Tendo como ponto de partida um assalto, o novo longa do cineasta britânico nos leva por uma jornada visual pela mente de seu protagonista, em um jogo mental de gato e rato visualmente fascinante.
Danny Boyle é um cineasta que gosta de mergulhar fundo na psique de seus personagens e que evita repetir gêneros, sempre dando a seus diversificados longas marcas visuais e narrativas que os tornam imediatamente reconhecíveis pelo seu estilo estético. Neste “Em Transe”, o britânico adapta para o cinema um filme para a TV cujo roteiro o permitiu colocar a ação, de fato, dentro da mente de seu protagonista.
Simon (James McAvoy) trabalha como leiloeiro em uma famosa galeria de arte. O local acaba sendo o cenário de um ousado roubo orquestrado pelo criminoso profissional Franck (Vincent Cassel), com a ajuda do próprio Simon. No entanto, o rapaz escondeu o valioso produto do crime e, após um golpe na cabeça, não lembra mais onde a obra está. Sem saída, Franck recorre a Elizabeth Lamb (Rosario Dawson), uma hipnotista que pode recobrar a memória de Simon. Segredos começam a emergir entre as partes, em um perigoso jogo de gato e rato, onde as fronteiras entre caça, caçador, realidade e sonhos começam a se misturar.
A abertura do filme lembra muito um heist movie (filme de assalto) extremamente compactado, remetendo inclusive ao eficiente “O Plano Perfeito”, até mesmo por incluir um monólogo do personagem principal direcionado à plateia. Estes primeiros minutos são os mais convencionais da produção que, a partir daí, se torna uma verdadeira caixa de areia para Boyle e seus colaborados, que aproveitam o aspecto onírico da história ao máximo.
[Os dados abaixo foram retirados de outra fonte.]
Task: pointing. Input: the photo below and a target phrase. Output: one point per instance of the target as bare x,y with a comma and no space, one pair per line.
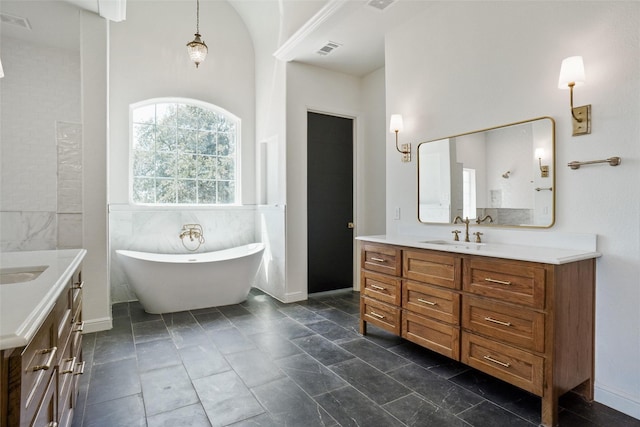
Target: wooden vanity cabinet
42,377
530,324
380,287
431,300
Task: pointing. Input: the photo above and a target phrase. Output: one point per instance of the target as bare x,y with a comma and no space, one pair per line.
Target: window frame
196,103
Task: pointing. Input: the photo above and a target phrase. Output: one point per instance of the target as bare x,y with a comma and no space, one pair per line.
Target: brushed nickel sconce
544,169
571,75
396,126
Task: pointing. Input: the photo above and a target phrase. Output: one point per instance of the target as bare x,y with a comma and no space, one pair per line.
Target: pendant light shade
197,48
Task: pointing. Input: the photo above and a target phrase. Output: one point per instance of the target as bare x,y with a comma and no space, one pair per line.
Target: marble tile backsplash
157,231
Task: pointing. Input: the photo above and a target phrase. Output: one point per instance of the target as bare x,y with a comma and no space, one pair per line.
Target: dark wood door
329,202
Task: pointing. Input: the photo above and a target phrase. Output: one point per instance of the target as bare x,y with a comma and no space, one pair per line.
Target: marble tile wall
158,230
69,225
40,99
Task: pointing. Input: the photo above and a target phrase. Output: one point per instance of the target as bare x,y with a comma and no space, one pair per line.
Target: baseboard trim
617,400
97,325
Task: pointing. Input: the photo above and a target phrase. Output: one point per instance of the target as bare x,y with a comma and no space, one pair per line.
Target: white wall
463,66
370,167
96,304
157,65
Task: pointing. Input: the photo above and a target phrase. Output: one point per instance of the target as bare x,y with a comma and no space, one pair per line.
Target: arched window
183,152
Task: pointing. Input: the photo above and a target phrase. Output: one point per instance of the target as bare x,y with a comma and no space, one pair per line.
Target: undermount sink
466,245
20,274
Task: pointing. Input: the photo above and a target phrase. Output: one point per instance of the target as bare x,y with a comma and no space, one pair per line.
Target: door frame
356,123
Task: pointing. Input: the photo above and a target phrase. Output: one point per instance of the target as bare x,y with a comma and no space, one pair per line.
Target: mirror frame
551,163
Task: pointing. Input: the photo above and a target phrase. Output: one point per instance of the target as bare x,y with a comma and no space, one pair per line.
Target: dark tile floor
265,363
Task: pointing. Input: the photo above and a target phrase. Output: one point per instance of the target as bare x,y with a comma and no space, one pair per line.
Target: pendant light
197,48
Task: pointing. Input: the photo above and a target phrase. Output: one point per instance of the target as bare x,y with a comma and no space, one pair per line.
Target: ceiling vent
381,4
328,48
18,21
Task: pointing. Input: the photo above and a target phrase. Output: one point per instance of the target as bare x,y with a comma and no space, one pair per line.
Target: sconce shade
571,70
395,124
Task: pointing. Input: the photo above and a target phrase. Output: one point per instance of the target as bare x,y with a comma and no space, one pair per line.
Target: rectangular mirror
506,173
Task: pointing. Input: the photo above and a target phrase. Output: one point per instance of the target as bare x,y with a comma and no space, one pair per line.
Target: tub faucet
457,220
194,232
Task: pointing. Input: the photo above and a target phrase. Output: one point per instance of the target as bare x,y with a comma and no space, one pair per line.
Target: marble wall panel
158,230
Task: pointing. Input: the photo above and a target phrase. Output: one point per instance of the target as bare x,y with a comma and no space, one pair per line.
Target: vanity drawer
381,287
439,337
429,301
32,370
62,318
518,326
380,314
432,268
383,259
76,294
518,367
516,282
46,413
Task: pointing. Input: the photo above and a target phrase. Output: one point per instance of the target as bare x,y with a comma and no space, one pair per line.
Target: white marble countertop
518,252
24,306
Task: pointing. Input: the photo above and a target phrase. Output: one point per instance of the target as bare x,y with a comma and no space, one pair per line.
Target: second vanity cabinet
528,323
42,377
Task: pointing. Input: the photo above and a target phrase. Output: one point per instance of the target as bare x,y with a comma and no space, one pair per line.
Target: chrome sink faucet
459,220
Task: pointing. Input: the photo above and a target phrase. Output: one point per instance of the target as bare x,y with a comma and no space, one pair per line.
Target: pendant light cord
198,16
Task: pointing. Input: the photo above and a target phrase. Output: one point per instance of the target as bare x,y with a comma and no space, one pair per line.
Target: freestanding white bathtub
166,283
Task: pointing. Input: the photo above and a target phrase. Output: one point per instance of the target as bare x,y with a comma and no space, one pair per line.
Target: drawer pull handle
81,370
499,322
52,353
79,327
72,364
491,359
499,282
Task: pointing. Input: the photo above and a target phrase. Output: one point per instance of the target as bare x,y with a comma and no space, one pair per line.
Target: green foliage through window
183,154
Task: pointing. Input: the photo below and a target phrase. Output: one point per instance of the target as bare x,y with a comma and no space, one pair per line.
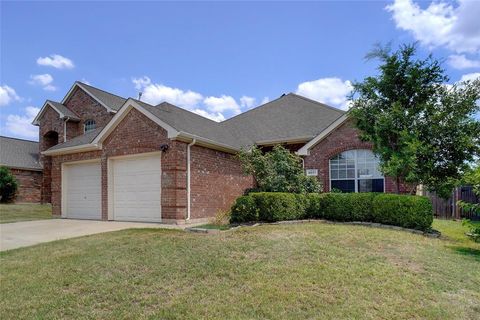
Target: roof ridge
20,139
316,102
256,108
88,85
50,101
188,111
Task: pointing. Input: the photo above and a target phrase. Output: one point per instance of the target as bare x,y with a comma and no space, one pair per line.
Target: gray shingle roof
289,117
18,153
189,122
63,109
78,140
109,99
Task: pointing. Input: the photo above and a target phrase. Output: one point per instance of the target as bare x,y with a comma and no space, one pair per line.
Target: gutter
206,142
189,204
73,149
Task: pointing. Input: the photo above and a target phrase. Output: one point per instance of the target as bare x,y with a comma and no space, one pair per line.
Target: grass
24,212
214,226
311,270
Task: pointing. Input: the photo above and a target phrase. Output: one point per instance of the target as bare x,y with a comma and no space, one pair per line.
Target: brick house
110,158
21,157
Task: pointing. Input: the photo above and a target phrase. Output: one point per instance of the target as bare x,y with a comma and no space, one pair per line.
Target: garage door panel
83,191
137,188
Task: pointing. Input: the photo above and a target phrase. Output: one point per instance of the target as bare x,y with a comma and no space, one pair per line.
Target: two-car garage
133,187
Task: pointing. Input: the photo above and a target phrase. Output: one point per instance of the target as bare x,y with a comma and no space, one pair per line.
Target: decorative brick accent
29,185
82,105
343,138
85,107
217,179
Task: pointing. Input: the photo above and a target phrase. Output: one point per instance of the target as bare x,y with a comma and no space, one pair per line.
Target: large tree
422,128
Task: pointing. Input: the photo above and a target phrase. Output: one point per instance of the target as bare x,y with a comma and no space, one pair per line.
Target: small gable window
89,125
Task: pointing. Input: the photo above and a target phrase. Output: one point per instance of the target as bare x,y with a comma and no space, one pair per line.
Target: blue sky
214,58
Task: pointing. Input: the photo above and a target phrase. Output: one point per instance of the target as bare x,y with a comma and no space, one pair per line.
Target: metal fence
449,209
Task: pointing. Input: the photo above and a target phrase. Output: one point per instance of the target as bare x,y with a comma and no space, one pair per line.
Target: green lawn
24,212
312,270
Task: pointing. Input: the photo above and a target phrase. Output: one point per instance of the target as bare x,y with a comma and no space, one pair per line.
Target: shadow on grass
466,251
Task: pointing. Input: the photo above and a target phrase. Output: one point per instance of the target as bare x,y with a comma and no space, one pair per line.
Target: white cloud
141,83
247,102
331,91
21,125
45,80
212,116
222,104
56,61
7,95
470,76
211,107
440,24
462,62
156,93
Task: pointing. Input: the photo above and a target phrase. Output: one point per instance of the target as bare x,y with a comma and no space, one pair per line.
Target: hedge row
399,210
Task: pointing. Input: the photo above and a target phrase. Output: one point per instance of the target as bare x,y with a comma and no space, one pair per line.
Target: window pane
334,174
377,185
365,185
351,174
344,185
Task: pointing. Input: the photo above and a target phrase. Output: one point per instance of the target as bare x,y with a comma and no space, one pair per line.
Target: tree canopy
423,129
277,171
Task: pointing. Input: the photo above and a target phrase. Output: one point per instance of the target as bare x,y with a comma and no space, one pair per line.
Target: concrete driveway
28,233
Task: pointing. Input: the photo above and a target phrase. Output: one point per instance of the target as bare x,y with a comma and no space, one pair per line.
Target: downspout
65,129
188,178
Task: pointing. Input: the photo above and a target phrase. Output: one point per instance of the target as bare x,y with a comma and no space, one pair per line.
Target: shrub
398,210
413,212
8,185
278,206
244,210
221,218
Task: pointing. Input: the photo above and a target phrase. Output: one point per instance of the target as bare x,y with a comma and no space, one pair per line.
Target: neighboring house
22,158
110,158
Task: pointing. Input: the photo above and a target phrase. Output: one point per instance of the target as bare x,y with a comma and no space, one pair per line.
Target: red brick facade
52,130
29,185
343,138
86,108
216,177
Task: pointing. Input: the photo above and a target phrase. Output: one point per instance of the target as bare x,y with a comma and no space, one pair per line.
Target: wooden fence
449,209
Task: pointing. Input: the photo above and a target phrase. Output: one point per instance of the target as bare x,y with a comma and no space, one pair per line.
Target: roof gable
63,112
290,117
109,101
19,153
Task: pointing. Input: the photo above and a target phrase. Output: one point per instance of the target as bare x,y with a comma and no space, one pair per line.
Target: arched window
89,125
356,171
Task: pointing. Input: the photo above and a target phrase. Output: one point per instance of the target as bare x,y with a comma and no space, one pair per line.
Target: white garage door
83,194
137,188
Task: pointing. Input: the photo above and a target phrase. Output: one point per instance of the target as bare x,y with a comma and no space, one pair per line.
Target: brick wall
83,105
29,185
216,181
50,134
345,137
216,177
86,108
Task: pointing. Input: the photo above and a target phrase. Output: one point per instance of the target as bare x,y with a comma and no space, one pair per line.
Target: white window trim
85,125
356,178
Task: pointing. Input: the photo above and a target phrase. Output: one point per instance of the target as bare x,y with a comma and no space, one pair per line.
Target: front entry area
135,188
81,190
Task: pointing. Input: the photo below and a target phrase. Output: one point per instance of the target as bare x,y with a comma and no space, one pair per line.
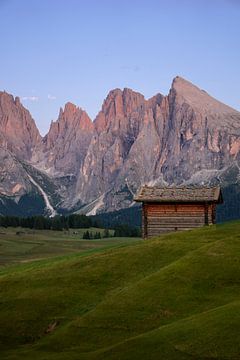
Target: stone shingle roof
179,194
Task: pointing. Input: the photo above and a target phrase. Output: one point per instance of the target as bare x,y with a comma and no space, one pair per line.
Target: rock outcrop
18,133
184,137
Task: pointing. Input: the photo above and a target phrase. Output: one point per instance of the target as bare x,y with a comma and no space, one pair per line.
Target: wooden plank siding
160,218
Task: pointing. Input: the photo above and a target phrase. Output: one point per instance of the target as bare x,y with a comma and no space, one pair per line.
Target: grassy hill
173,297
18,245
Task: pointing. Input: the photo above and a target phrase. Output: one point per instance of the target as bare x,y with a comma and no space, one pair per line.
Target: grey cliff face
186,136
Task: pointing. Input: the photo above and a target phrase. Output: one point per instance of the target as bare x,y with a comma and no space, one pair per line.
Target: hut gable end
177,208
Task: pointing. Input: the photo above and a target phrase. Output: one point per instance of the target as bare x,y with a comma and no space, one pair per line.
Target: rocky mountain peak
19,133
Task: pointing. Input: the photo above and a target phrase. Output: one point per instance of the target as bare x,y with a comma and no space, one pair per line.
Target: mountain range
85,166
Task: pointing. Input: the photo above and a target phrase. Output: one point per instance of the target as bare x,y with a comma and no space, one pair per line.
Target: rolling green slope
175,297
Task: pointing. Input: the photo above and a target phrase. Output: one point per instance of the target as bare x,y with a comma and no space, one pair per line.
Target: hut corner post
144,221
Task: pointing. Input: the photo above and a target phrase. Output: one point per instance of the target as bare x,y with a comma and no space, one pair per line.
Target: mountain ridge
132,141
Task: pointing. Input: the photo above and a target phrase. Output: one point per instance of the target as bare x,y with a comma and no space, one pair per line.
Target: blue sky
54,51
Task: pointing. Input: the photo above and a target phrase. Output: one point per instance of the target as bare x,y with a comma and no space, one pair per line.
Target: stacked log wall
162,218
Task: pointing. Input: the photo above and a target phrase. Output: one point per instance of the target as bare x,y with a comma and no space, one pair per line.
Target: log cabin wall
159,218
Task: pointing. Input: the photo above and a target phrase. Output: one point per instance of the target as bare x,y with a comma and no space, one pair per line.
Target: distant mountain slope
183,138
174,297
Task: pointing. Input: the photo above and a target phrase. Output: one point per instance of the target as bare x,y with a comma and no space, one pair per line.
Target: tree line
73,221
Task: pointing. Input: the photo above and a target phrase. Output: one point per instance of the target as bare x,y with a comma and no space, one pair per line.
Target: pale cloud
134,68
29,98
51,97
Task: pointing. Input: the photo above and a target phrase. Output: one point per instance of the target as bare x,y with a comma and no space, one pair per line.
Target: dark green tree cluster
43,223
125,230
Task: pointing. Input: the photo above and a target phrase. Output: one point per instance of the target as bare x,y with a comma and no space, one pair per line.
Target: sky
54,51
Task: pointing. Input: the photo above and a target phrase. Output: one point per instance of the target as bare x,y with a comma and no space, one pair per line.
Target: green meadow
19,245
172,297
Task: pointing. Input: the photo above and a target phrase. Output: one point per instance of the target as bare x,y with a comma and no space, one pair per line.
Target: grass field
173,297
19,245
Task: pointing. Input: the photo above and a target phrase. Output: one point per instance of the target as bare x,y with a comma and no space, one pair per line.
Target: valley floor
172,297
18,245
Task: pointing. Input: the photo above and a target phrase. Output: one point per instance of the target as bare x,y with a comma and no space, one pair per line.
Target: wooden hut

Especialmente deve ser louvado o trabalho do diretor de fotografia Anthony Dod Mantle que, de maneira econômica, navega por diferentes ambientes (reais ou mentais), criando identidades visuais para cada um, indo desde cores frias e ângulos desconfortáveis (como no tenso diálogo envolvendo o trio principal dentro de um carro) até uma paleta acolhedora e alegre em uma das fantasias de Simon.
Paralelos com “A Origem” são inevitáveis, mas enquanto Christopher Nolan transportou para a tela o subconsciente de uma maneira mais analítica, pouco se utilizando do surrealismo em sua narrativa, Boyle se permitiu brincar mais com essa ausência do real que lhe foi dada, trabalhando com maior liberdade e fugindo de uma lógica mais conservadora, em uma mistura de noir e fantasia psicológica, mantendo o espectador atento e maravilhado ao que é projetado.
Para criar esse clima mutável, a fotografia trabalha em uníssono com um design de produção extremamente inteligente (reparem a estrutura labiríntica da casa de Franck em um momento e a presença opressora da tela no apartamento de Simon quando este recebe visitas) e com a maravilhosa trilha de Rick Smith (que inclui até mesmo a própria Rosario Dawson em mais que apropriada canção sobre “o sonhador”). Todos esses elementos são mixados pela excelente montagem de Jon Harrison, que os condensa em um ritmo, com o perdão do trocadilho, hipnótico.
O trio de protagonista está fantástico. James McAvoy trabalha seu personagem como uma tela em branco, inicialmente pura que, aos poucos, vai sendo pintada com tons cada vez mais sombrios, tornando-se especialmente assustador quando o vemos dando vazão a um lado sádico de sua personalidade que, até pouco tempo, parecia plácida e McAvoy explora muito bem esse desafiador crescendo de seu personagem.
Já Rosario Dawson é uma versão modificada de uma femme fatale que, mesmo tentando manter o controle o tempo todo, nos permite ver que possui um segredo, revelado por meio de um choro, pouco depois de sua primeira aparição em cena. A verdadeira natureza de Elizabeth é um dos mais intrigantes mistérios da fita, tornando-a altamente sedutora. Finalmente, Vincent Cassel surge como um criminoso impiedoso para, aos poucos, revelar-se cada vez mais fragilizado, com seu Franck conquistando aos poucos alguma simpatia do público.
“Em Transe” enfrenta sua dose de problemas. As excessivas reviravoltas presentes no terceiro ato atrapalham um pouco a experiência e acabam por enfraquecer a produção, especialmente em sua estrutura. Mas é algo mínimo em comparação com seus aspectos positivos, o que torna essa ambiciosa empreitada de Danny Boyle mais um acerto dentro da carreira deste ótimo diretor.